Feishu Bot Config Helper
WarnAudited by ClawScan on May 10, 2026.
Overview
This skill appears to do its advertised Feishu bot setup, but it can run unpinned installer code, rewrite OpenClaw configuration, store Feishu app secrets, open broad bot access, and restart the gateway automatically.
Install only if you trust the GitHub source and are comfortable with a tool that edits ~/.openclaw/openclaw.json and restarts the gateway. Before using it, back up your OpenClaw config, restrict Feishu allowlists/group access, avoid sharing App Secrets in group chats, and review the exact changes it will make.
Findings (5)
Artifact-based informational review of SKILL.md, metadata, install specs, static scan signals, and capability signals. ClawScan does not execute the skill or run runtime probes.
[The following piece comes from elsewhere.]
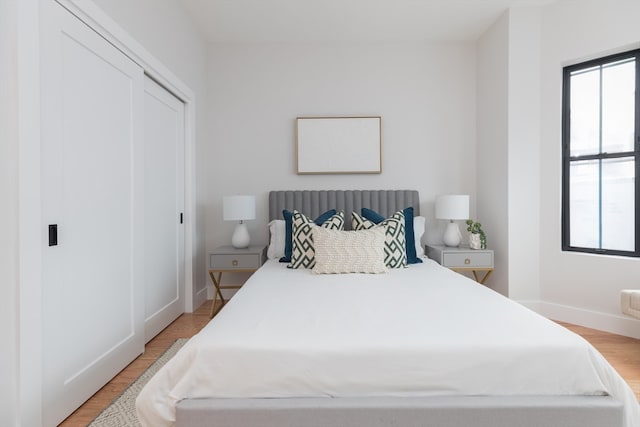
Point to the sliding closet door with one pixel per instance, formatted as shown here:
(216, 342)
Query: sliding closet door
(164, 207)
(92, 187)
Installing this way could run unreviewed code on the user's machine.
The documented install path executes a remote script directly from the mutable GitHub 'main' branch, so installed code can differ from the reviewed package.
curl -fsSL https://raw.githubusercontent.com/jiebao360/feishu-bot-config-helper/main/install.sh | bash
Avoid curl-to-bash installs from mutable branches; install from a pinned release or commit and inspect the installer before running it.
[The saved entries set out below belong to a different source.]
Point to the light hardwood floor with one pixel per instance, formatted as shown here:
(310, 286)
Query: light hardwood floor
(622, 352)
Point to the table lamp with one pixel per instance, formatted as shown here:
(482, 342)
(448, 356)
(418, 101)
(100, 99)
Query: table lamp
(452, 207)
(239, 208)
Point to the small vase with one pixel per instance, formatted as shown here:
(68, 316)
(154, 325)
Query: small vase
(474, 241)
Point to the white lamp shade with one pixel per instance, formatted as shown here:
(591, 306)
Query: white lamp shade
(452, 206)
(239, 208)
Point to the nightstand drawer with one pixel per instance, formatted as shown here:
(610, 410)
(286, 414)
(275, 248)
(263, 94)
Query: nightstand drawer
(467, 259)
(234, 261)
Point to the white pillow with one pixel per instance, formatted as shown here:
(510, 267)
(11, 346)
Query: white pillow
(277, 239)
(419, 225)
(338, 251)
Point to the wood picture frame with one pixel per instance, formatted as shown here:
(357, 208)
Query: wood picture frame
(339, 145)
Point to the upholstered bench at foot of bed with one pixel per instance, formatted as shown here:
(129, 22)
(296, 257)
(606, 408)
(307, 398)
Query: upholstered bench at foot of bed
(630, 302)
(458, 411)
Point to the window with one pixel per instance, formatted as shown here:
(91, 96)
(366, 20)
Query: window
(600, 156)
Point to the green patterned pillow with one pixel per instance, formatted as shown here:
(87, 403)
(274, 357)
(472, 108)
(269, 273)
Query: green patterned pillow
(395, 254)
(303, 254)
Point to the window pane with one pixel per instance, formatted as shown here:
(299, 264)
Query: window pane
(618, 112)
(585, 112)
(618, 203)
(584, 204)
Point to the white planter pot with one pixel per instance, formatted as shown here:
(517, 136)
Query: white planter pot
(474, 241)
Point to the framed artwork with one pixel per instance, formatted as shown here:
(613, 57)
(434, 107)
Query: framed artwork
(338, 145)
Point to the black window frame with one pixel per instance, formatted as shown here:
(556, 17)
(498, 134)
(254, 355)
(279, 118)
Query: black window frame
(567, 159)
A single configuration run can change which agents exist, which Feishu bot credentials are active, how messages route, and restart the user's gateway service.
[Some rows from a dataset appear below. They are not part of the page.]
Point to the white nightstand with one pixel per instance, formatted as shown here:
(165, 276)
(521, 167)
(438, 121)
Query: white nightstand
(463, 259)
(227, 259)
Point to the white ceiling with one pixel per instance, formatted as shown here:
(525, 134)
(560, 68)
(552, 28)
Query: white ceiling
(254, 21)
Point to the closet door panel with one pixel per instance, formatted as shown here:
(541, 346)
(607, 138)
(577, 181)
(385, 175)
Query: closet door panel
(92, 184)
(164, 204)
After parsing a configuration message, the script mutates OpenClaw agents/accounts/bindings, writes the global config file, and restarts the gateway without a visible approval or rollback step.
this.addAgent(config, botConfig); this.addFeishuAccount(config, botConfig); this.addBinding(config, botConfig); ... if (!this.writeConfig(config)) ... await this.restartGateway();
Require an explicit local admin confirmation, show a diff, create a backup of openclaw.json, and provide a rollback path before applying changes or restarting the gateway.
The created bot may be reachable more broadly than intended, and the Feishu app secret becomes part of the persistent OpenClaw configuration.
The script stores Feishu app credentials and configures the new account with wildcard direct-message allowance and open group policy.
appSecret: botConfig.appSecret, ... dmPolicy: 'allowlist', allowFrom: ['*'], groupPolicy: 'open'
Use narrowly scoped Feishu app credentials, avoid pasting secrets in shared chats, restrict allowFrom/groupPolicy to intended users or groups, and document where secrets are stored.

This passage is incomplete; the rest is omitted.